Routing Hinge Mortises
For when you end up hanging a new door in an existing frame and have to match the door’s hinge locations to the frame’s.
In most cases, carpenters buy doors that are prehung in their jambs with the hinges already in place. But sometimes, you end up hanging a new door in an existing frame and have to match the door’s hinge locations to the frame’s, or you find yourself hanging a door in a new frame on site. The old carpenters I learned from would have just chiseled out hinge mortises—and that can be fast if you have only one door to do, and if you have a sharp chisel. But if you have more than one door to hang, making a router jig doesn’t take long, and the results are as close to perfect as a carpenter needs to get.
Jigs are single purpose—they work with one router and one size bit to cut a specific size mortise. If I find myself on a job without a jig, I’ll sometimes freehand a hinge mortise or three with the router, cleaning up the edges with a chisel (it’s easier to cut a mortise to a consistent depth with a router than with a chisel). But that’s a last resort, because making a jig is pretty easy. In this case, the edge of the round router base is guided by three fences on the jig. Other routers with bases that aren’t a consistent distance from the bit can still work with a jig, though it’s tougher. For example, my Bosch laminate trimmer has a square base with one side closer to the bit than the other three, so I need to remember which sides of the base should contact the jig’s fences. You can also make jigs that work with guide collars or bearing-guided bits, but the approach shown here is simple and works with an inexpensive straight bit that you probably already have laying around.
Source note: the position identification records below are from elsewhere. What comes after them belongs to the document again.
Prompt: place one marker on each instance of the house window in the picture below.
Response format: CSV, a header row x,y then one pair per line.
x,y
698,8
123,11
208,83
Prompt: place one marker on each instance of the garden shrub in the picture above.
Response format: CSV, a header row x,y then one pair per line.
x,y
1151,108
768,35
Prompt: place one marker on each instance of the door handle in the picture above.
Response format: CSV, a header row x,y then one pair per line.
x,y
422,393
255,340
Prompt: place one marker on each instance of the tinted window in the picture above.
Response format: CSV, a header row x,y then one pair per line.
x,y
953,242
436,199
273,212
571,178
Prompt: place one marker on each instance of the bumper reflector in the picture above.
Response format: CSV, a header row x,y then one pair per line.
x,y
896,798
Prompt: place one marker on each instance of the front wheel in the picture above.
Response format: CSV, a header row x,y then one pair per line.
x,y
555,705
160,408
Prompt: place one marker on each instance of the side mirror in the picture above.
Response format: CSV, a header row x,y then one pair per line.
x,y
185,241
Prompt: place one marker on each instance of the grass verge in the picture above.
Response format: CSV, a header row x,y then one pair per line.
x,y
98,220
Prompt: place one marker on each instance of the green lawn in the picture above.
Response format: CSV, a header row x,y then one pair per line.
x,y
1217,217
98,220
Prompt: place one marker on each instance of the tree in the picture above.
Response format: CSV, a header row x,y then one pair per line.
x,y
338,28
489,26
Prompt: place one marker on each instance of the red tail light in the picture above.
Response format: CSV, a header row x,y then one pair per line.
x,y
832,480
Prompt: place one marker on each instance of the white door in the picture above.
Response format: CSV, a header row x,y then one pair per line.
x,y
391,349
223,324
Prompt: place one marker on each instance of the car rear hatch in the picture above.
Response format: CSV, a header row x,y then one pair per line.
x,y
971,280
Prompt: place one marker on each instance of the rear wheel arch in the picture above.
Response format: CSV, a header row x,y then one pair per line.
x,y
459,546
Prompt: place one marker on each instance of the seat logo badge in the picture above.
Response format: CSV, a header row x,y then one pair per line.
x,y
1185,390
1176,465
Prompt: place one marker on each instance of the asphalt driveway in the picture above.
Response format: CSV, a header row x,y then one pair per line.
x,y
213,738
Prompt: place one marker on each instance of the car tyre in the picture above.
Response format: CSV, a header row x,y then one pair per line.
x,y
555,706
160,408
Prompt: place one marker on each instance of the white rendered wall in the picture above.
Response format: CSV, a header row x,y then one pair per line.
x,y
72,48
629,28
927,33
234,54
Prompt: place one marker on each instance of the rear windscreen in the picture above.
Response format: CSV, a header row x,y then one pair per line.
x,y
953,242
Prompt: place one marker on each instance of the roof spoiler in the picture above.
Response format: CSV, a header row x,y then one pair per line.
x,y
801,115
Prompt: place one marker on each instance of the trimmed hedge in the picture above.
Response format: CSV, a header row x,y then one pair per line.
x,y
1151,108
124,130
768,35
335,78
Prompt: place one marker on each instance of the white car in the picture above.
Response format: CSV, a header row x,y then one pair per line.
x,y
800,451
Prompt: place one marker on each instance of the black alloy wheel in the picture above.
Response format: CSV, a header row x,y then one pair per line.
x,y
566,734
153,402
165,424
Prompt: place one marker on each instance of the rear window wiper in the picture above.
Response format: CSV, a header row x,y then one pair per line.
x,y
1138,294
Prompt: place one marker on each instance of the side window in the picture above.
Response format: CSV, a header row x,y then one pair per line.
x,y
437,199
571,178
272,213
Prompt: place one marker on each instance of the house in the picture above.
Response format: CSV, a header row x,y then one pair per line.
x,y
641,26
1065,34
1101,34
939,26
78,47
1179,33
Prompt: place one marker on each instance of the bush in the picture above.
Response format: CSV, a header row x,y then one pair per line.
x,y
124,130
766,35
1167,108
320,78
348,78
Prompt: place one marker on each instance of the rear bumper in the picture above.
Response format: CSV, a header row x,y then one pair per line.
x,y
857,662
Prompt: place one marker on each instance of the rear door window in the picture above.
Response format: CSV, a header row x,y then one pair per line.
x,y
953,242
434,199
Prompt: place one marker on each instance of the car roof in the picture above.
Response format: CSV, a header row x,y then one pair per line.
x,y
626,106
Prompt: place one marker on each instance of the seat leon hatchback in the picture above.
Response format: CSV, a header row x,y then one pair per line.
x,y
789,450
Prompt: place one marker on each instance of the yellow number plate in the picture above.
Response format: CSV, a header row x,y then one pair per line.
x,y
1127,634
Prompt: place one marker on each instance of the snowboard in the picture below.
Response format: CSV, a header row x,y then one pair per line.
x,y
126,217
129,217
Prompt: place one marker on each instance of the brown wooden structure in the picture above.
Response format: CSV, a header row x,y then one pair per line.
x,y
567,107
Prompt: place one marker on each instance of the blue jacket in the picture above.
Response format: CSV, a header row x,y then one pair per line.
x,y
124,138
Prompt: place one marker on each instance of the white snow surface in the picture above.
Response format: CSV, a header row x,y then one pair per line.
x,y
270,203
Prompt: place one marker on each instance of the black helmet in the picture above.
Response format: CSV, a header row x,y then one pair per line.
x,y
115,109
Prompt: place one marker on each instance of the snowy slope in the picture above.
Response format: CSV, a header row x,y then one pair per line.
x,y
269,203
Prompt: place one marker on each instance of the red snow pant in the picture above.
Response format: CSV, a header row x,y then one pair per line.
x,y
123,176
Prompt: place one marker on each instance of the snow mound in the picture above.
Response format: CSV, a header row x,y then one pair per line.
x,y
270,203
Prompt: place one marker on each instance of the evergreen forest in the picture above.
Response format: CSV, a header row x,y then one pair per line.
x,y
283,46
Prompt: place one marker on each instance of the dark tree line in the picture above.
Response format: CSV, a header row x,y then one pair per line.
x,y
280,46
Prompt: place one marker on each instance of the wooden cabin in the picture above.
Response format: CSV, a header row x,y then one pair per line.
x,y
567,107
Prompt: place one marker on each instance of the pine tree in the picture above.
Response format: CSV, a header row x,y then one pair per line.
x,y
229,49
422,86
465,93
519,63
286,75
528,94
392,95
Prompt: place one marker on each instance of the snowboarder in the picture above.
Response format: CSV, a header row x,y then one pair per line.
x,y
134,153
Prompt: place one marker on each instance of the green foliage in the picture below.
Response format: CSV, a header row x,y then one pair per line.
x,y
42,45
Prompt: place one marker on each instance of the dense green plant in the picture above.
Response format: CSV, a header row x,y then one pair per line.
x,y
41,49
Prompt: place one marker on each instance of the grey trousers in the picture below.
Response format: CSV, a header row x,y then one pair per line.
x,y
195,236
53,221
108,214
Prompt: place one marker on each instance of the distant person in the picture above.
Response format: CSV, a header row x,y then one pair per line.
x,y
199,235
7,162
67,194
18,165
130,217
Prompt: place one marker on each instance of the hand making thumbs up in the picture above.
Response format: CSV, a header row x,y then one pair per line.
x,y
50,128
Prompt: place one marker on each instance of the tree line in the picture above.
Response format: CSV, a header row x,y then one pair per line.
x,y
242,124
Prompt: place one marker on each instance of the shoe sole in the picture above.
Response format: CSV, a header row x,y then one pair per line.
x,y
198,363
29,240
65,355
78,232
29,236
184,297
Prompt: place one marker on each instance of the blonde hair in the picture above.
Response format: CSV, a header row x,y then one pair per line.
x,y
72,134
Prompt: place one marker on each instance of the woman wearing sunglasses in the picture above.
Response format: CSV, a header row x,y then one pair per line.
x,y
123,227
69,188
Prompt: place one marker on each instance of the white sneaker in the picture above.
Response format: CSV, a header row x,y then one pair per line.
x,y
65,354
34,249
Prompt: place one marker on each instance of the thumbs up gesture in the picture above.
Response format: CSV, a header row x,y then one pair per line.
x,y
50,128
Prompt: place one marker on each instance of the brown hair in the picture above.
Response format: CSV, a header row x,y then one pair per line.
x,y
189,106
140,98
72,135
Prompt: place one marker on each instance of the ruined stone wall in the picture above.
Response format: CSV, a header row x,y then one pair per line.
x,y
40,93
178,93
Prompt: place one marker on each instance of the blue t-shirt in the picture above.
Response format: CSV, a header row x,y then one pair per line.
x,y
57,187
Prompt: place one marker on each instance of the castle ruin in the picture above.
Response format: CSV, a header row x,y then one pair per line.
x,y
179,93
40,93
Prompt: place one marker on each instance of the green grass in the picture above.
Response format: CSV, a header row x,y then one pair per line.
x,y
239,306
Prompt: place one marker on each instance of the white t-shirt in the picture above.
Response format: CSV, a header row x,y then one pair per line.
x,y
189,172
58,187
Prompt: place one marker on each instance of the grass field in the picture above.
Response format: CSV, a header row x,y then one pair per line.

The one here is a 1⁄2-in. straight bit chosen to create a 1⁄4-in. radius at the corners to match the hinges.
The jig base used here is 1⁄2-in. plywood, but you could also use 3⁄8-in. or 3⁄4-in. stock. The base dimensions don’t need to be exact, but the length should be about twice the diameter of the router base plus the height of the hinge, and the width approximately that of the router base plus the width of the hinge mortise. The fences are made from scrap 1x stock.